Our Community Food Assessment team also includes some stellar part-time staff and interns: Jake Smith (’13), Tru Campbell, and Abigail Dunbar, who are working on collecting data, doing outreach in the community, and creating layered GIS maps with meaningful information.

JFC_food_Map

And last, but not at all least, an integral part of this process is giving significant ownership to the young people we work with five times/week in the summer months – our Junior Farm Crew (JFC). From conducting vendor and customer surveys at the Ferguson Farmers Market, to brainstorming ideas for increasing traffic at the Farmers Market to doing grocery store audits throughout Ferguson, this group is becoming well-versed in the process of data-driven community change.
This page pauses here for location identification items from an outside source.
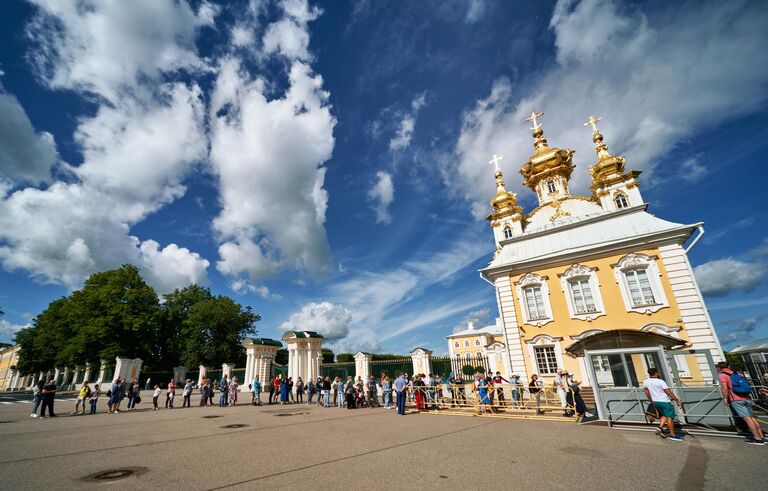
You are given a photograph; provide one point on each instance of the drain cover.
(115, 474)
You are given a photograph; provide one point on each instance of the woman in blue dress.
(283, 391)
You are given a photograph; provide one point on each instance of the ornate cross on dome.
(495, 161)
(592, 121)
(533, 117)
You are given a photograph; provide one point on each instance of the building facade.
(577, 267)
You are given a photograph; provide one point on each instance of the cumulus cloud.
(381, 195)
(144, 138)
(25, 154)
(271, 220)
(8, 330)
(722, 276)
(330, 320)
(655, 77)
(407, 125)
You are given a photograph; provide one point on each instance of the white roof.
(758, 345)
(493, 330)
(587, 233)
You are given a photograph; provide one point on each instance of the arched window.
(621, 200)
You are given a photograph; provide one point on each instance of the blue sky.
(326, 163)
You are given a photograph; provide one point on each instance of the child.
(95, 393)
(155, 396)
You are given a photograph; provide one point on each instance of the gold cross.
(533, 117)
(592, 121)
(495, 161)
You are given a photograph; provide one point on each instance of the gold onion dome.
(546, 161)
(609, 168)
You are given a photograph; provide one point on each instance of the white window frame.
(545, 341)
(534, 280)
(581, 272)
(634, 261)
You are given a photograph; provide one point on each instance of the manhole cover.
(115, 474)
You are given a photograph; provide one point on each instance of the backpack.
(740, 385)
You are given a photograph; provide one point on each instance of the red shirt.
(725, 381)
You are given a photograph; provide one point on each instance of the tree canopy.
(117, 313)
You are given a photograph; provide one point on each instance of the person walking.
(658, 392)
(170, 394)
(386, 388)
(49, 394)
(187, 394)
(401, 385)
(94, 399)
(155, 396)
(300, 390)
(256, 391)
(737, 394)
(535, 388)
(224, 389)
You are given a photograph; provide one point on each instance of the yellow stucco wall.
(616, 314)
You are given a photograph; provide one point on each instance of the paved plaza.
(309, 447)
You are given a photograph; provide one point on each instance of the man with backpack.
(737, 394)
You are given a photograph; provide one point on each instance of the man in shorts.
(740, 403)
(658, 392)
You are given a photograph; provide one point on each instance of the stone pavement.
(309, 447)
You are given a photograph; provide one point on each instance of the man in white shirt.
(658, 392)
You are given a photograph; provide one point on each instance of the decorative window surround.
(530, 280)
(579, 272)
(636, 261)
(543, 341)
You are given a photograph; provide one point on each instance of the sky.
(326, 162)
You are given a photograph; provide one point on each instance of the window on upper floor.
(621, 200)
(546, 360)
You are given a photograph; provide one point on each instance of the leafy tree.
(327, 355)
(281, 357)
(345, 357)
(213, 331)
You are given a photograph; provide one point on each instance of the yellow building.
(580, 278)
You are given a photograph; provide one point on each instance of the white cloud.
(330, 320)
(381, 195)
(25, 155)
(271, 220)
(722, 276)
(655, 80)
(8, 330)
(407, 124)
(108, 47)
(475, 10)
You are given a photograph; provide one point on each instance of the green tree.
(213, 332)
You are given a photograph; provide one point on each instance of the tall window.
(546, 361)
(581, 294)
(534, 302)
(621, 200)
(639, 287)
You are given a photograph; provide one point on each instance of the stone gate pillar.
(260, 354)
(422, 361)
(362, 365)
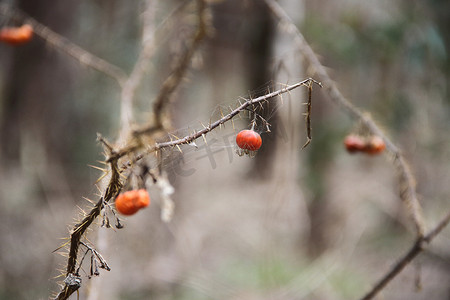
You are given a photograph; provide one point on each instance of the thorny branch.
(80, 228)
(62, 43)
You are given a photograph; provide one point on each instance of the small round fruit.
(248, 140)
(16, 35)
(130, 202)
(375, 145)
(354, 143)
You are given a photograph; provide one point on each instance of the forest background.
(317, 223)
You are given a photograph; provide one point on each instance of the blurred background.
(317, 223)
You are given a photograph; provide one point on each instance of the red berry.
(354, 143)
(375, 145)
(16, 35)
(130, 202)
(248, 140)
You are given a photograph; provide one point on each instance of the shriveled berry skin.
(249, 140)
(16, 35)
(354, 143)
(130, 202)
(375, 145)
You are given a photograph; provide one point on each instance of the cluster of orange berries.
(16, 35)
(372, 145)
(130, 202)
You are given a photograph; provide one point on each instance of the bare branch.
(407, 182)
(63, 44)
(415, 250)
(140, 67)
(170, 85)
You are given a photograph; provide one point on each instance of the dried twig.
(415, 250)
(170, 85)
(308, 113)
(407, 182)
(63, 44)
(80, 228)
(140, 67)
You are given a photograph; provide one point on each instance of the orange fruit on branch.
(16, 35)
(249, 140)
(130, 202)
(354, 143)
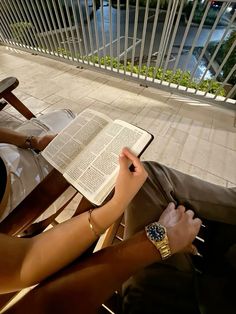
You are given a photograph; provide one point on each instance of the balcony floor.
(192, 136)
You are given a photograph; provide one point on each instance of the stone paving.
(195, 137)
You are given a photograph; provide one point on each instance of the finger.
(197, 222)
(123, 161)
(193, 249)
(181, 209)
(135, 160)
(170, 207)
(190, 213)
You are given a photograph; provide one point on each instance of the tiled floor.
(192, 136)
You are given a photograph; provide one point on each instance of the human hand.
(41, 142)
(128, 183)
(182, 228)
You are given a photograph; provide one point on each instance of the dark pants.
(183, 284)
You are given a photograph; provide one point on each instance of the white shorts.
(27, 169)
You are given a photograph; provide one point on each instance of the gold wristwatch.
(157, 234)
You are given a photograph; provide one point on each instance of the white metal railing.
(185, 45)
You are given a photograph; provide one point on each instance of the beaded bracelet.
(90, 223)
(28, 142)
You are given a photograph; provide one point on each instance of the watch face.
(155, 231)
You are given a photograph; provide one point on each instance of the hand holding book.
(87, 152)
(128, 182)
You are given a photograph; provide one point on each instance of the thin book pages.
(87, 152)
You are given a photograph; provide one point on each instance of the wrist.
(30, 142)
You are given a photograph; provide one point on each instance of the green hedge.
(179, 77)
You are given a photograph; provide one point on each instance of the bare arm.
(84, 286)
(19, 139)
(28, 261)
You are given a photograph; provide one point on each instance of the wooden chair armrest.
(7, 85)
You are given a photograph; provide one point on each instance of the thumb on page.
(123, 161)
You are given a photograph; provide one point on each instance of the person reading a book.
(82, 286)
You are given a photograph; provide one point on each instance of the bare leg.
(82, 287)
(170, 287)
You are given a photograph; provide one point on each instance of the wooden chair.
(45, 194)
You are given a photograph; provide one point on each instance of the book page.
(74, 138)
(94, 171)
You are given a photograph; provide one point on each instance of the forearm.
(12, 137)
(83, 287)
(56, 248)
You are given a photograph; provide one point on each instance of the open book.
(87, 152)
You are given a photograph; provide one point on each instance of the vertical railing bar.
(225, 80)
(135, 34)
(11, 22)
(96, 32)
(154, 28)
(83, 31)
(65, 28)
(194, 42)
(54, 31)
(5, 31)
(168, 31)
(223, 7)
(6, 27)
(110, 34)
(46, 50)
(231, 92)
(20, 17)
(118, 35)
(33, 34)
(162, 41)
(61, 31)
(173, 38)
(126, 34)
(72, 32)
(103, 36)
(48, 41)
(4, 35)
(17, 20)
(143, 37)
(221, 66)
(49, 25)
(77, 31)
(32, 18)
(217, 48)
(184, 39)
(89, 31)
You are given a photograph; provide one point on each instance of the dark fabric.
(3, 178)
(183, 284)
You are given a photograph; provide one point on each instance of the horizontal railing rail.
(179, 45)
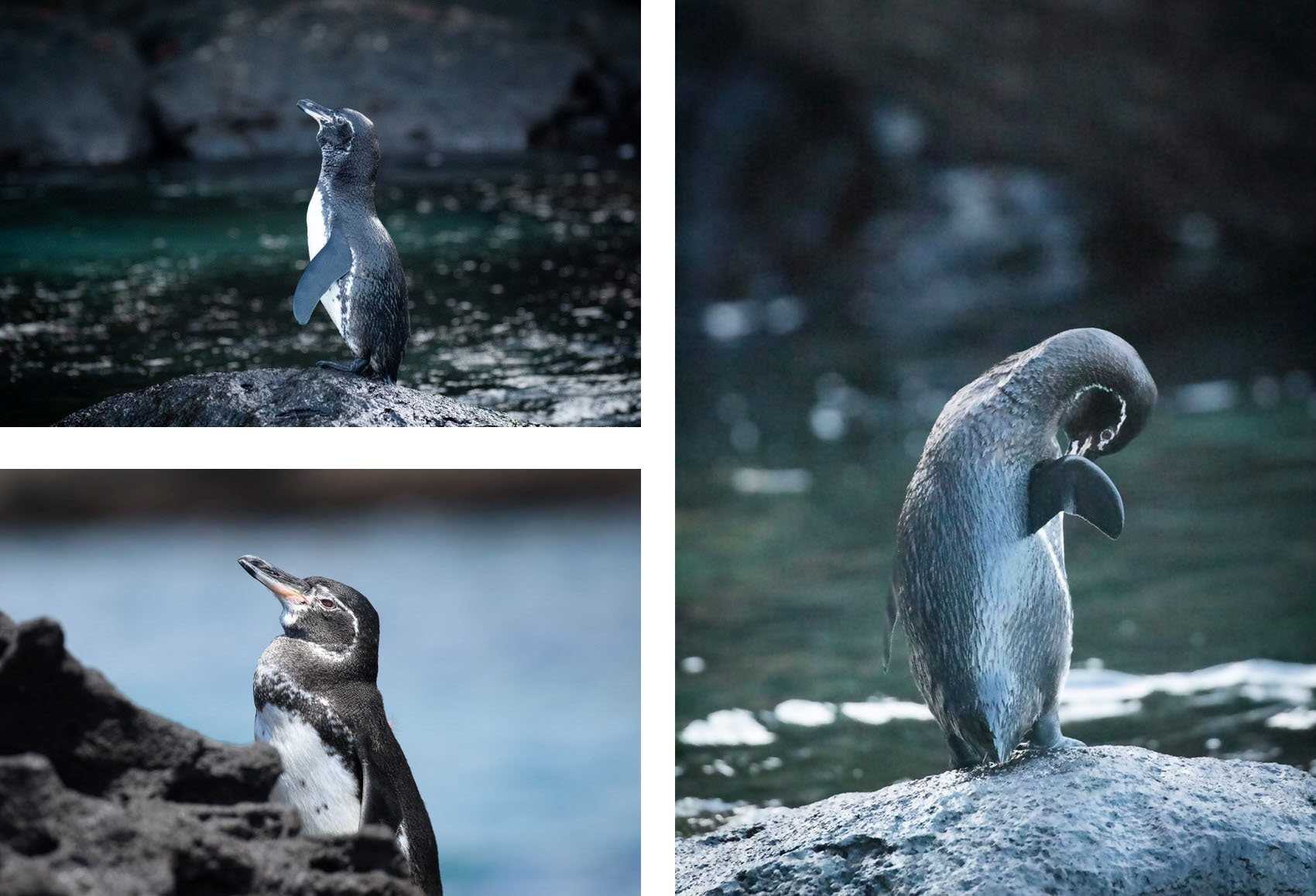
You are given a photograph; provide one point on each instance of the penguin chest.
(316, 781)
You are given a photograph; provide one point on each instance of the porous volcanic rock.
(101, 796)
(308, 396)
(1102, 820)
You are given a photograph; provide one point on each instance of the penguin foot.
(1060, 744)
(1047, 734)
(357, 366)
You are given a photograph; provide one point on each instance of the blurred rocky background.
(96, 83)
(864, 184)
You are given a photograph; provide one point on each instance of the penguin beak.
(289, 588)
(316, 111)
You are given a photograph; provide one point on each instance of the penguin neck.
(345, 183)
(315, 666)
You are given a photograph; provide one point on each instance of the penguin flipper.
(329, 263)
(378, 805)
(1074, 484)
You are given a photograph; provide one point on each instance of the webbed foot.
(357, 366)
(1047, 734)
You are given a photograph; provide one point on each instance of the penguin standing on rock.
(355, 270)
(979, 571)
(317, 704)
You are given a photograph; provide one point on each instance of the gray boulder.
(101, 796)
(1102, 820)
(310, 396)
(74, 94)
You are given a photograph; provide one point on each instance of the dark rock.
(601, 111)
(101, 796)
(310, 396)
(1099, 820)
(74, 94)
(468, 77)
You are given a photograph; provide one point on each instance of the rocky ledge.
(1101, 820)
(101, 796)
(308, 396)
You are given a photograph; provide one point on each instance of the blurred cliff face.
(990, 173)
(86, 495)
(218, 79)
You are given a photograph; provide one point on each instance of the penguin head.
(320, 610)
(1109, 409)
(346, 137)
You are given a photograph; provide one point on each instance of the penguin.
(355, 270)
(979, 578)
(317, 704)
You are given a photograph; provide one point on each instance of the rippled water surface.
(1194, 633)
(524, 281)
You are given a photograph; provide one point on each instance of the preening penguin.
(355, 270)
(317, 704)
(979, 571)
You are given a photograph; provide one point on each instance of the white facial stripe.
(1119, 424)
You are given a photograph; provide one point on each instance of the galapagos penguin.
(979, 570)
(317, 704)
(355, 270)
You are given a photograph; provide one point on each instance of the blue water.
(509, 662)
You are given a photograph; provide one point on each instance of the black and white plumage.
(979, 578)
(317, 704)
(355, 270)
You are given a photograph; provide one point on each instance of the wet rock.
(283, 398)
(98, 795)
(74, 94)
(1099, 820)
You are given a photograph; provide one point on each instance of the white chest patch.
(317, 232)
(403, 846)
(334, 299)
(314, 781)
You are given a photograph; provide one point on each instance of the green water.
(523, 275)
(782, 597)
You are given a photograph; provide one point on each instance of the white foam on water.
(727, 728)
(879, 712)
(1298, 719)
(1090, 693)
(810, 713)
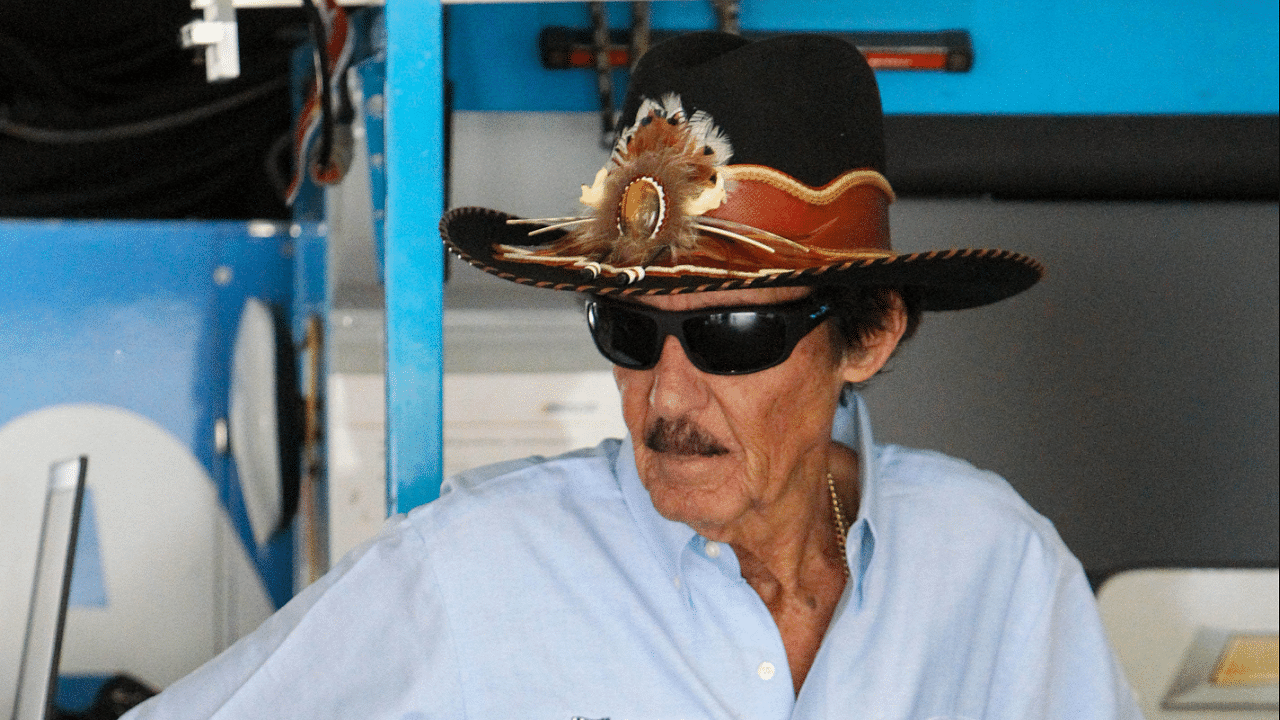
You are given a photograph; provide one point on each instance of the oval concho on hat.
(670, 214)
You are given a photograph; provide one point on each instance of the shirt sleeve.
(1057, 662)
(370, 639)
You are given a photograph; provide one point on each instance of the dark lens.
(625, 337)
(736, 342)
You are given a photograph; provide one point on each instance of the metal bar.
(415, 274)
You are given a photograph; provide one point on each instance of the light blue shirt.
(552, 589)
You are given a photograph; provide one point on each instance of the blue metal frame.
(415, 259)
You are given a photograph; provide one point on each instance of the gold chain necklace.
(841, 528)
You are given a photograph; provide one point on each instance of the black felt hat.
(739, 164)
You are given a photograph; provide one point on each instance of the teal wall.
(1088, 57)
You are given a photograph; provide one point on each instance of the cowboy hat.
(737, 164)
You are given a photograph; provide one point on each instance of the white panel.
(493, 417)
(1152, 616)
(179, 586)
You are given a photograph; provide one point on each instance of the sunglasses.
(721, 341)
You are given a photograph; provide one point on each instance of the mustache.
(682, 437)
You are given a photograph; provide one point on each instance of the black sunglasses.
(721, 341)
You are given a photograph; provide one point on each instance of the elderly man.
(748, 551)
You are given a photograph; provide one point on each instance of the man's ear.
(859, 367)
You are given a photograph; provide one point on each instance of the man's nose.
(677, 384)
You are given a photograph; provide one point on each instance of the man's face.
(711, 449)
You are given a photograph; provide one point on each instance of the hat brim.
(947, 279)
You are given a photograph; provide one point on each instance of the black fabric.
(1086, 156)
(803, 104)
(114, 94)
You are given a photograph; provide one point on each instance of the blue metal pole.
(414, 256)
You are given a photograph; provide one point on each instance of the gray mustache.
(681, 437)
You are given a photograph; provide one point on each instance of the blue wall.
(1091, 57)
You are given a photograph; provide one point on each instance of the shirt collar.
(670, 538)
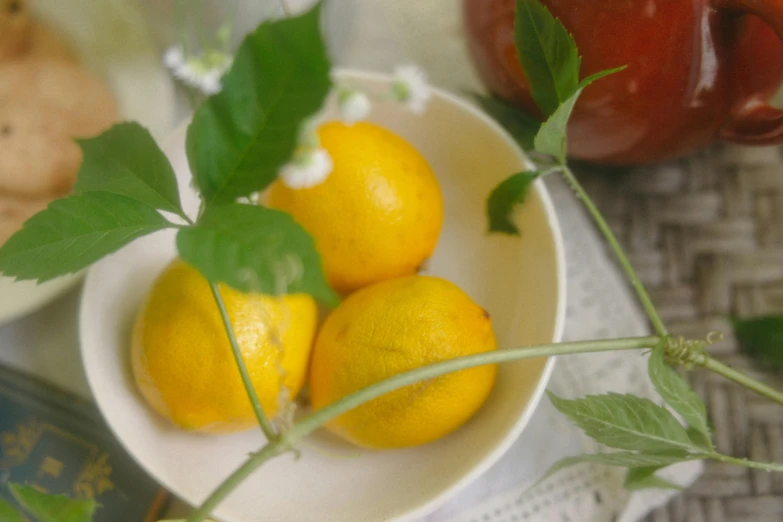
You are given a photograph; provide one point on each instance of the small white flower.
(410, 87)
(354, 106)
(308, 169)
(174, 57)
(202, 72)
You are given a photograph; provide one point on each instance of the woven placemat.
(706, 235)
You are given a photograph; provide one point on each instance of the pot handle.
(753, 121)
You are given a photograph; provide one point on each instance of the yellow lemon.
(392, 327)
(182, 359)
(378, 214)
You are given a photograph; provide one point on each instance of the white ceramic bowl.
(520, 281)
(111, 38)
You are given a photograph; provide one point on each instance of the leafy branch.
(236, 144)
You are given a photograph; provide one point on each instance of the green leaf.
(627, 422)
(548, 55)
(520, 125)
(678, 394)
(8, 513)
(125, 160)
(239, 138)
(74, 232)
(645, 478)
(52, 508)
(551, 137)
(255, 249)
(504, 198)
(761, 338)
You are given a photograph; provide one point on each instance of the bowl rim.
(424, 508)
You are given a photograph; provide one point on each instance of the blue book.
(58, 443)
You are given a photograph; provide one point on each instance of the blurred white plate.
(112, 39)
(520, 281)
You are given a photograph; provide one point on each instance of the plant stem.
(270, 451)
(316, 419)
(708, 363)
(742, 379)
(641, 292)
(266, 426)
(324, 415)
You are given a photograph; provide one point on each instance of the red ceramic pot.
(698, 71)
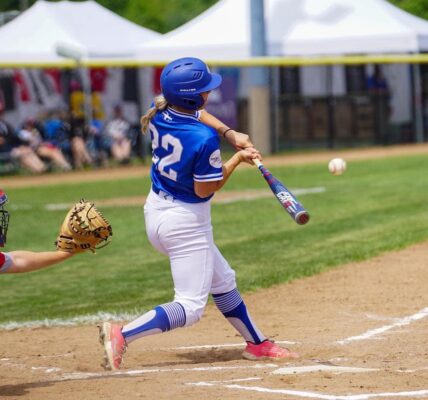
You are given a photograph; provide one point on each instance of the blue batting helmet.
(183, 80)
(4, 218)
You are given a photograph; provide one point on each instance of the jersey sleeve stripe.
(208, 179)
(209, 175)
(6, 263)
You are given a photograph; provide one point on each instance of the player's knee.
(193, 311)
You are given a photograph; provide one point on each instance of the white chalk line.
(138, 372)
(75, 321)
(319, 368)
(398, 323)
(314, 395)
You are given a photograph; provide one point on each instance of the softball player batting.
(187, 170)
(22, 260)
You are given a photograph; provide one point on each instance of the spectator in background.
(378, 86)
(117, 131)
(30, 134)
(78, 137)
(12, 146)
(68, 134)
(97, 144)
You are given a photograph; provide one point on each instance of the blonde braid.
(160, 105)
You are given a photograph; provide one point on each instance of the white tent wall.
(97, 32)
(305, 28)
(94, 31)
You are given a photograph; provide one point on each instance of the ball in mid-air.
(337, 166)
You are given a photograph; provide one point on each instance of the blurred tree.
(161, 16)
(416, 7)
(165, 15)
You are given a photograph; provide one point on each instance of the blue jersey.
(184, 150)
We began our summer by creating a food map of Ferguson based on where the JFC members were already aware of food production, processing, distribution, consumption, and waste management happening. More recently, they’ve been investigating the availability of 80+ basic grocery store items, including whether or not there were organic or locally-produced versions available, at Ferguson-area food stores using a ‘grocery store audit’ tool. By engaging some of the youngest EarthDance team members in the Community Food Assessment, we’re hoping to inspire new ways of thinking about our community and how we can make it a better place to eat – for everyone.

grocery store audit Danyelle and Taliyah

If you live in Ferguson, and would like to take our 15-minute online household survey, we’d love to get your input! The first 200 Ferguson residents to complete the survey will receive $5 in market bucks to spend at the Ferguson Farmers Market this year!

The question you might have for us is: “What will you do with the assessment results?” We will be writing these up in a report, sharing our findings with everyone interested at a community potluck on Saturday, September 17th, and asking our Junior Farm Crew, staff, Board, and Advisory Committee members, “Now that we know this, what is most important for us to work on next?”